It’s raining, it’s pouring—that doesn’t mean life has to be boring! With a little gear, a wet day is great for play!
Spring is approaching, but the rainy season is far from over. That’s especially so in the western part of the state where this season’s rainfall has broken records! And more is on the way! If the kids—and you—are restless, suit up and head outside.
With plenty of places to alternately hide from and hang out in the rain, your Washington state parks—even the REALLY wet ones—are choice destinations for an adventure on the wet side. How about a few ideas for fun activities to try while you are out in the elements? Tell the kids to find their parkas, and then try one of these:
Become a meteorologist
Simple tools like this rain measure can turn a wet day into a science adventure! Photo courtesy of Karen Beil.
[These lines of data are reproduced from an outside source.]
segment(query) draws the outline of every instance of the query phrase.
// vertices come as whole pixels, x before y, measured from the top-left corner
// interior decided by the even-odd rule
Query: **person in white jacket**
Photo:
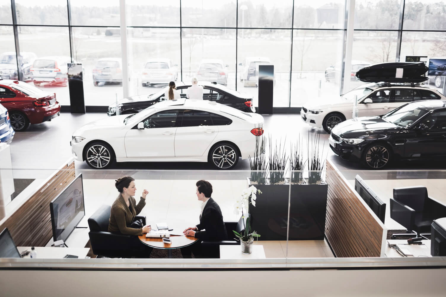
[[[203,100],[203,87],[198,85],[197,77],[193,77],[192,81],[192,85],[186,91],[186,97],[189,99]]]

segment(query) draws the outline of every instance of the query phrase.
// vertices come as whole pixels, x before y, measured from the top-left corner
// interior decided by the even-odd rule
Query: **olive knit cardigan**
[[[113,202],[110,211],[108,232],[129,235],[142,235],[142,228],[136,229],[127,226],[135,220],[135,216],[141,212],[145,205],[145,199],[141,197],[137,205],[136,200],[131,196],[128,202],[131,206],[131,210],[120,194]]]

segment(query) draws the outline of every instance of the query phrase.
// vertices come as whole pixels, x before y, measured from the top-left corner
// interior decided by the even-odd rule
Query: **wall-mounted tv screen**
[[[65,241],[85,215],[82,174],[50,203],[54,241]]]
[[[446,75],[446,58],[432,58],[429,59],[428,75]]]
[[[384,224],[386,216],[386,203],[378,198],[375,192],[358,175],[355,177],[355,190],[359,194],[361,198],[370,207],[378,219]]]
[[[0,233],[0,258],[20,258],[20,253],[17,249],[12,236],[8,228]]]

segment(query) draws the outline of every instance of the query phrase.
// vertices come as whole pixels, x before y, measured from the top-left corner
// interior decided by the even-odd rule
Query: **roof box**
[[[428,68],[423,62],[381,63],[359,69],[356,77],[366,82],[421,82]]]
A rainy day, a bucket and a ruler; that’s all you need to get kids started on a great weather science adventure. Set a timer and catch rain while you play or hike. Then measure it! Talk about where rain comes from and why it falls in different amounts depending on where you live. Discuss the seasons and the importance of rain to the environment.
Get cozy and make some art at a Washington state park shelters, like this one at Twanoh State Park. Photo courtesy of George Wesley & Bonita Dannells
Gather art supplies, and take your favorite rainy day activity outside! For a fun project, take paper plates and food coloring along. Dot the plates with color, then let the rain add its own touch to the masterpiece. “Paint” with mud or rain water. Make a chalk drawing and see what the rain adds to it. Or find a picnic shelter, and set up your art studio at one of the tables! Listen to the sound of the rain on the roof and enjoy a cozy creative experience in the outdoors! If your shelter has a fireplace, bring along some wood, and ask park staff if you can start a fire for an added layer of warmth and atmosphere.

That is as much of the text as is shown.